Des professions qui décollent

Afin de répondre à la demande, une formation en maintenance d’aéronefs a été mise sur pied par l’École nationale d’aérotechnique (ENA). Une première cohorte de 14 personnes, composée en majeure partie d’immigrants ayant de l’expérience dans le domaine, mais pas de diplôme canadien, devrait terminer les 1 200 heures de formation en février 2011. Une fois sur le marché du travail, le travailleur devra acquérir trois ans d’expérience pour obtenir la licence en mécanique d’avions et hélicoptères (licence «M»), en avionique (électronique d’aviation, «E») et en structure (spécialité en carlingues, «S»).

La formation donnée par l’ENA (qui relève du collège Édouard-Montpetit) est reconnue par Transport Canada et couvre ces trois champs d’expertise. Selon Marc Ory, conseiller en formation au Collège, elle serait la première de ce type à être offerte au Canada. S’échelonnant sur deux sessions, elle ne comporte pas de stage, et s’offre sous forme de cours pratiques dans les hangars de l’école.
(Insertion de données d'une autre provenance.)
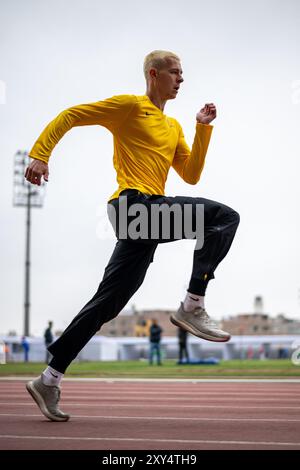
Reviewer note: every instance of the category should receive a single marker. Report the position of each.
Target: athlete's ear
(153, 73)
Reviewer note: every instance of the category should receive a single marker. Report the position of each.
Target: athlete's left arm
(189, 163)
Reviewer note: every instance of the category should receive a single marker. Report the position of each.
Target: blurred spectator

La formation actuelle se fait avec l’aide financière d’Emploi Canada, mais le collège souhaite que se concrétise un partenariat avec l’Ordre des Ingénieurs du Québec pour l’offrir à des ingénieurs immigrants n’a­yant pas nécessairement d’ex­périence dans le do­maine aéronautique mais souhaitant intégrer le mi­lieu de cette façon. «C’est souvent le problème pour les nouveaux arrivants, men­­tionne Marc Ory. Ils ont obtenu un diplôme à l’étranger qui n’est pas reconnu au Canada.» Refaire des études et des examens d’ingénierie peut s’avérer long et fastidieux.

Certains vont donc privilégier une voie de garage pour obtenir un travail qui convient à leurs compétences. Bien sûr, la formation sera aussi offerte, selon la de­mande et l’appui d’Emploi Québec, à tous les chercheurs d’emploi qui répondent aux critères de sélection. Les préalables sont un diplôme de 5e secondaire avec des mathématiques fortes ou une expérience équivalente.